Emil SchildtSille (2005)

I am like 97% sure this photograph is a riff on a Renaissance painting since it’s triggering all sorts of drunkenly-wandering-the-Uffizi flashbacks.

Unfortunately, I can’t seem to lay hands on my notebook from then and Google is being less than helpful. (Of course, Google-ing Renaissance painting lillies likely isn’t the most inspired criteria.)

But even if I can’t produce the exact reference I need, I can at least show my work as far as what’s driving my instinct on this one. Consider da Vinci’s Annunciation and portrait of Ginerva de Benci. The curled forelocks and expression in the latter match, even if de Benci is haughty and Sille is merely aloof. In the former it’s both the lilies in the mid-ground and the openness of the composition. (I’m not sure if I’m making this up or if it actually holds true but it seems that the difference between Florentine and Venetian has to do with how crowded the painting is.)

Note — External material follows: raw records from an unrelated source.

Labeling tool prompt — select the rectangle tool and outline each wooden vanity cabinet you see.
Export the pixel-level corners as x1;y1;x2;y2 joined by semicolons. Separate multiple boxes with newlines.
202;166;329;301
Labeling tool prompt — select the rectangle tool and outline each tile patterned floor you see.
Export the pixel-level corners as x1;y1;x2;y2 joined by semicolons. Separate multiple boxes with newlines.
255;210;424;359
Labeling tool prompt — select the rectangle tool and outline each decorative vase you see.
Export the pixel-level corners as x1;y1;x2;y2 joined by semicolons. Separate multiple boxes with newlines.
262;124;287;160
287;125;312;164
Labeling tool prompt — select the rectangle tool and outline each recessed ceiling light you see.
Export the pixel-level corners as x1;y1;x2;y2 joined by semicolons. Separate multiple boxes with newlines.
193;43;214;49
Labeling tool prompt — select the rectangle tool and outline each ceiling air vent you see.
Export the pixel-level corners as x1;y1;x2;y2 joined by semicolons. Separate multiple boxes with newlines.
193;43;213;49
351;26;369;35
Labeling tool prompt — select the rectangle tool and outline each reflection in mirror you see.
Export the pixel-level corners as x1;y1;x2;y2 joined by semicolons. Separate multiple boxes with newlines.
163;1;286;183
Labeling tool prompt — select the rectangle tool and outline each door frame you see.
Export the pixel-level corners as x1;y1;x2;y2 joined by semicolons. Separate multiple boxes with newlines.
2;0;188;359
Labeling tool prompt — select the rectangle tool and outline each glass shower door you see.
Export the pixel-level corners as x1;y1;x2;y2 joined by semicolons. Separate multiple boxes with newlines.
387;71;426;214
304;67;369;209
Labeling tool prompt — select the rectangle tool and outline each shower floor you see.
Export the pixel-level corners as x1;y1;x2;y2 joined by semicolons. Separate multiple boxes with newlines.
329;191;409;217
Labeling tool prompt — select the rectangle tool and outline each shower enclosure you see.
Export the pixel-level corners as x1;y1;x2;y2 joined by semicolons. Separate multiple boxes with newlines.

Sille occupies only slight more than 50% of the total space of the frame. It just looks like more–again, similar to da Vinci’s The Last Supper (which you never remember with that much architectural negative space).

And there’s also the smoky inconsistencies in the background texture as a result of Schildt’s use of the Bromoil Process, which is not inconsistent with da Vinci’s refinement of the sfumato technique.

Also, for a real treat check out Schildt’s occasional color work–a little too self-consciously fashion editorial-esque for me but the cutthroat rendering of color is some next level shit.